Twinkling lights, sparkly tinsel, brightly colored garland, and delicate ornaments – what’s not to love about holiday decorations? The dangers they can pose for your beloved pet, that’s what. While avoid may be too strong of a word, as we’re not suggesting you do away with all of these decorations completely, please be mindful of the sorts of decorations you use and their placement this holiday season.
Yes, this decoration is kind of a Christmas staple. However dog and cat owners need to be aware of some things if they’re going to have a tree and a pet. Some dogs tend to jump up a lot and may jump into the tree, knocking it over, breaking precious ornaments, and possibly injuring themselves. Cats have been known to climb into Christmas trees, causing the same effects. It is best to keep your pet out of the room with the tree, unless supervised.
Also called flocking, imitation snow on a Christmas tree can be very hazardous to pets if ingested. And since Christmas tree branches just look like fun sticks for a cat or dog to chew on, it is very likely to be ingested if you use it at all. Stick to other forms of tree décor for the sake of your pet.
Chemical preservatives are sometimes used on Christmas trees to keep them fresh longer. The problem with these chemicals though, is that they will leach down into the water bowl at the bottom of the tree. Making the water poisonous. Water that a pet will likely keep lapping up. It is best to not use these preservatives altogether, but if you must, use a tree skirt, towel, aluminum foil, plastic wrap, or something to cover up the water bowl.
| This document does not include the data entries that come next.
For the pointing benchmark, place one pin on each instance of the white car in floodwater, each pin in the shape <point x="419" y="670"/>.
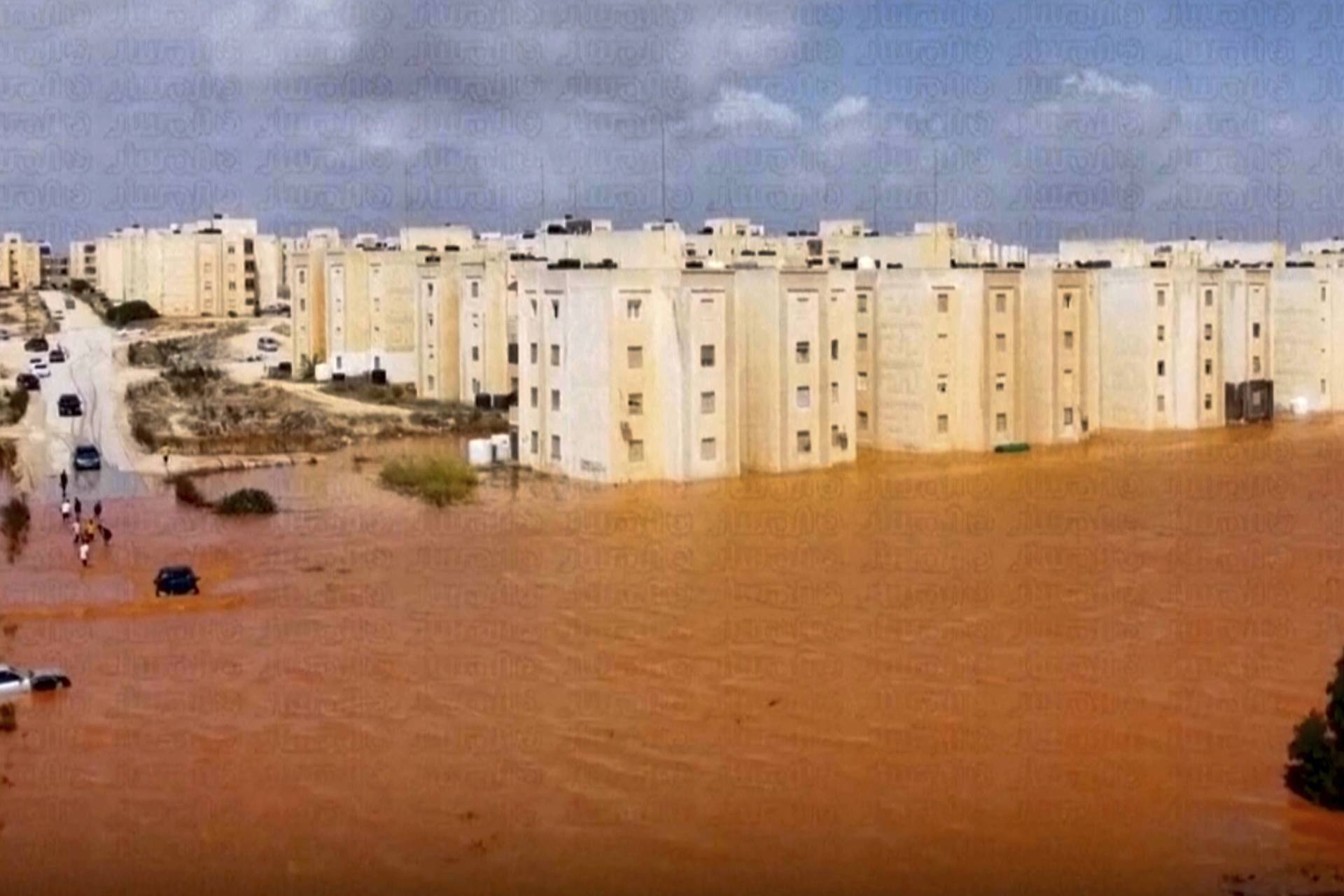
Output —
<point x="15" y="681"/>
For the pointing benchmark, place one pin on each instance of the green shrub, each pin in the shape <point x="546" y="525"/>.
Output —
<point x="1315" y="758"/>
<point x="246" y="501"/>
<point x="437" y="480"/>
<point x="131" y="312"/>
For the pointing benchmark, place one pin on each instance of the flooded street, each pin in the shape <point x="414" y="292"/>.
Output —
<point x="1068" y="672"/>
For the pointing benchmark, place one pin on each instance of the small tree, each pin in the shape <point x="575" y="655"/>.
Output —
<point x="1316" y="755"/>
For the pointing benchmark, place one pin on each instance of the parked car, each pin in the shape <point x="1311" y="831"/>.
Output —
<point x="88" y="458"/>
<point x="176" y="580"/>
<point x="41" y="680"/>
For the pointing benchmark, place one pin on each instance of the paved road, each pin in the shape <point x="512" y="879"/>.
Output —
<point x="49" y="440"/>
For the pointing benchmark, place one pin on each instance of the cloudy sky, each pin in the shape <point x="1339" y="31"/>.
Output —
<point x="1025" y="120"/>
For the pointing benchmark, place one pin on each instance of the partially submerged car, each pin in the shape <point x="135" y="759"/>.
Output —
<point x="176" y="580"/>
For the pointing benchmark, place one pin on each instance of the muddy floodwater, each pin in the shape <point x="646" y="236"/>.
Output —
<point x="1065" y="672"/>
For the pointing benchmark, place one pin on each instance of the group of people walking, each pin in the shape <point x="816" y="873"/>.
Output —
<point x="85" y="531"/>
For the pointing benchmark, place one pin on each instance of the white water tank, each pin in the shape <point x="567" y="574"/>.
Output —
<point x="480" y="453"/>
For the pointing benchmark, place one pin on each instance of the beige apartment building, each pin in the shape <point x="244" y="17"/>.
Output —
<point x="213" y="267"/>
<point x="371" y="312"/>
<point x="20" y="264"/>
<point x="969" y="359"/>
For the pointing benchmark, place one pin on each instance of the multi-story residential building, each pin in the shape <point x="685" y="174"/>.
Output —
<point x="800" y="342"/>
<point x="371" y="312"/>
<point x="305" y="274"/>
<point x="211" y="267"/>
<point x="20" y="264"/>
<point x="84" y="262"/>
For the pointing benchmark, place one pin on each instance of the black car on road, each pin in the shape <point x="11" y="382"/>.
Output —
<point x="88" y="458"/>
<point x="176" y="580"/>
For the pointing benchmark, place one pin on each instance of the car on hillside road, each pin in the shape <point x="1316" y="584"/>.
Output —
<point x="176" y="580"/>
<point x="88" y="458"/>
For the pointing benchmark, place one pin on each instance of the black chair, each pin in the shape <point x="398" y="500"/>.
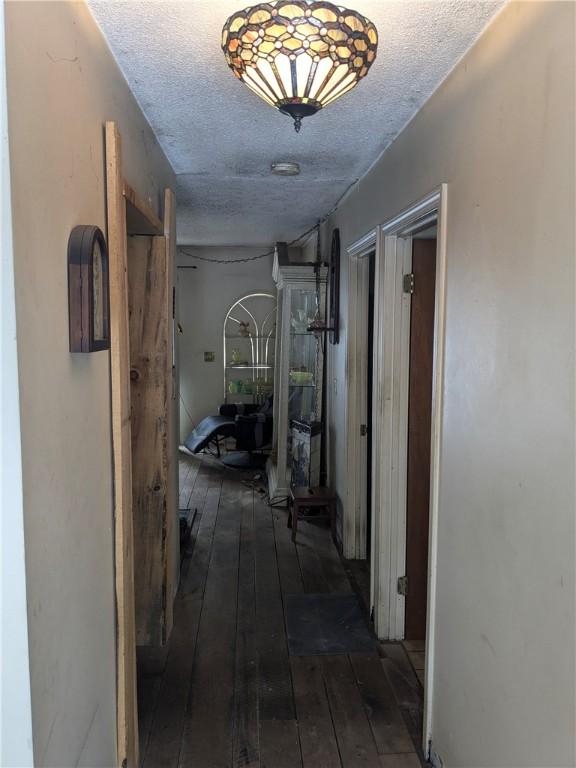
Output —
<point x="250" y="425"/>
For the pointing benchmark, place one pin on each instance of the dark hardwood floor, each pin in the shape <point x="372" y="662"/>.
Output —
<point x="224" y="692"/>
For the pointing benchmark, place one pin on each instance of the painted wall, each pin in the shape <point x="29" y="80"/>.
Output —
<point x="62" y="85"/>
<point x="500" y="132"/>
<point x="16" y="748"/>
<point x="205" y="295"/>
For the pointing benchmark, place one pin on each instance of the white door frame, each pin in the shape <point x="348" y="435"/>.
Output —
<point x="355" y="512"/>
<point x="389" y="428"/>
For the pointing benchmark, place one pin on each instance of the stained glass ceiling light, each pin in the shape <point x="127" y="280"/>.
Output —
<point x="299" y="55"/>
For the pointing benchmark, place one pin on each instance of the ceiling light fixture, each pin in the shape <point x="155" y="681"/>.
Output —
<point x="285" y="169"/>
<point x="299" y="55"/>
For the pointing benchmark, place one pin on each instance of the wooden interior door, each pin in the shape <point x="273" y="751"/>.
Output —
<point x="419" y="421"/>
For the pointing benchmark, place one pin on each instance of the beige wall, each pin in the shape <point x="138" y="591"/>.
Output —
<point x="205" y="295"/>
<point x="500" y="132"/>
<point x="62" y="85"/>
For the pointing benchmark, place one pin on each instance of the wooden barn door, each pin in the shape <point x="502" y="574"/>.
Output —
<point x="141" y="252"/>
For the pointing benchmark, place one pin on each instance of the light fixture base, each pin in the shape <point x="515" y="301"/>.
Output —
<point x="298" y="111"/>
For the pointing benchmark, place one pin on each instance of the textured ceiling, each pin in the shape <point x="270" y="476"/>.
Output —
<point x="221" y="138"/>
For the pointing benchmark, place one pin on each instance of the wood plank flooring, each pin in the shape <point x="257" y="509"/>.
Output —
<point x="224" y="692"/>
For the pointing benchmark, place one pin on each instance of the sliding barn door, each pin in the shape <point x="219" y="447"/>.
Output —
<point x="149" y="299"/>
<point x="144" y="429"/>
<point x="127" y="710"/>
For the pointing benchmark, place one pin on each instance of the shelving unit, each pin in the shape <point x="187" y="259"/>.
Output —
<point x="301" y="295"/>
<point x="250" y="379"/>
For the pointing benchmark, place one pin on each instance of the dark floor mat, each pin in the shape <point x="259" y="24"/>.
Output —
<point x="326" y="624"/>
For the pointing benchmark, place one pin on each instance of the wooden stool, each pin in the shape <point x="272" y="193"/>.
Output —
<point x="311" y="497"/>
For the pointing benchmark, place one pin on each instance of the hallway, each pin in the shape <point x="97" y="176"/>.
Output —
<point x="225" y="691"/>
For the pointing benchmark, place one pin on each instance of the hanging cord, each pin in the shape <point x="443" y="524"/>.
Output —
<point x="245" y="259"/>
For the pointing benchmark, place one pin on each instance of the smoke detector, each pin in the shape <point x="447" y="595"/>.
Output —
<point x="285" y="169"/>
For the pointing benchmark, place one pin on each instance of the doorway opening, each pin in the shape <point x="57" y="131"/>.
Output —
<point x="405" y="424"/>
<point x="422" y="284"/>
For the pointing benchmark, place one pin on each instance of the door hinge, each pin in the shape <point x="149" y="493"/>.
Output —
<point x="402" y="585"/>
<point x="408" y="283"/>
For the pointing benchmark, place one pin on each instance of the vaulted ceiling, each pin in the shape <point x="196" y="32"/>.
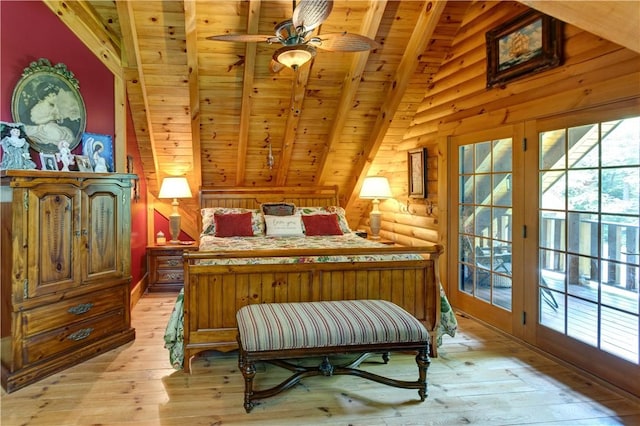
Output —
<point x="214" y="111"/>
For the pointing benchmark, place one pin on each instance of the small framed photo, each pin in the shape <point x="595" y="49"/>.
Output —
<point x="525" y="45"/>
<point x="84" y="165"/>
<point x="99" y="150"/>
<point x="48" y="162"/>
<point x="417" y="165"/>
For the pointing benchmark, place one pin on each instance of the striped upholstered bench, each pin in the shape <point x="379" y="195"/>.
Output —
<point x="277" y="332"/>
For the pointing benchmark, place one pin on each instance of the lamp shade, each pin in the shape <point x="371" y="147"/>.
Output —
<point x="294" y="56"/>
<point x="175" y="187"/>
<point x="375" y="187"/>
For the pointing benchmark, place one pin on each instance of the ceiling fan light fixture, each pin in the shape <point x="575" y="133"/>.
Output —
<point x="294" y="56"/>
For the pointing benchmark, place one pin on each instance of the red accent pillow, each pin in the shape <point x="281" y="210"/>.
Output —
<point x="321" y="224"/>
<point x="233" y="225"/>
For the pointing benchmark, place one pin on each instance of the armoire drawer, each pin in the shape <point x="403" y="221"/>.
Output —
<point x="51" y="343"/>
<point x="69" y="311"/>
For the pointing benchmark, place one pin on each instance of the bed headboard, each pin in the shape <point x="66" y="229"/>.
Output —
<point x="251" y="198"/>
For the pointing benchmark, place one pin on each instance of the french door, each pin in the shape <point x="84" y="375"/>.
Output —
<point x="587" y="245"/>
<point x="543" y="236"/>
<point x="484" y="224"/>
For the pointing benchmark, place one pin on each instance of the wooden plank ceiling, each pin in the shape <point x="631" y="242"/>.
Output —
<point x="213" y="110"/>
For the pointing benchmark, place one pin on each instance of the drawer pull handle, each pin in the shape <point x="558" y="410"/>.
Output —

Of course you’re proud of your young child’s homemade macaroni art ornament. And yes, candy canes are extremely festive. But if you’re hanging these items all around your tree, you’re just asking for your pet to try and eat them. Too much sugar from the candy canes can cause a sugar rush, glue used on ornaments could be toxic, or the materials used may be poisonous or hazardous. All in all, it is best to place these ornaments on areas of the tree where your pet cannot reach.
This should be an obvious one, but just a reminder that lighting candles on or around a Christmas tree is extremely hazardous. Christmas trees are very flammable and a cat or dog can easily jostle the tree or knock over a candle.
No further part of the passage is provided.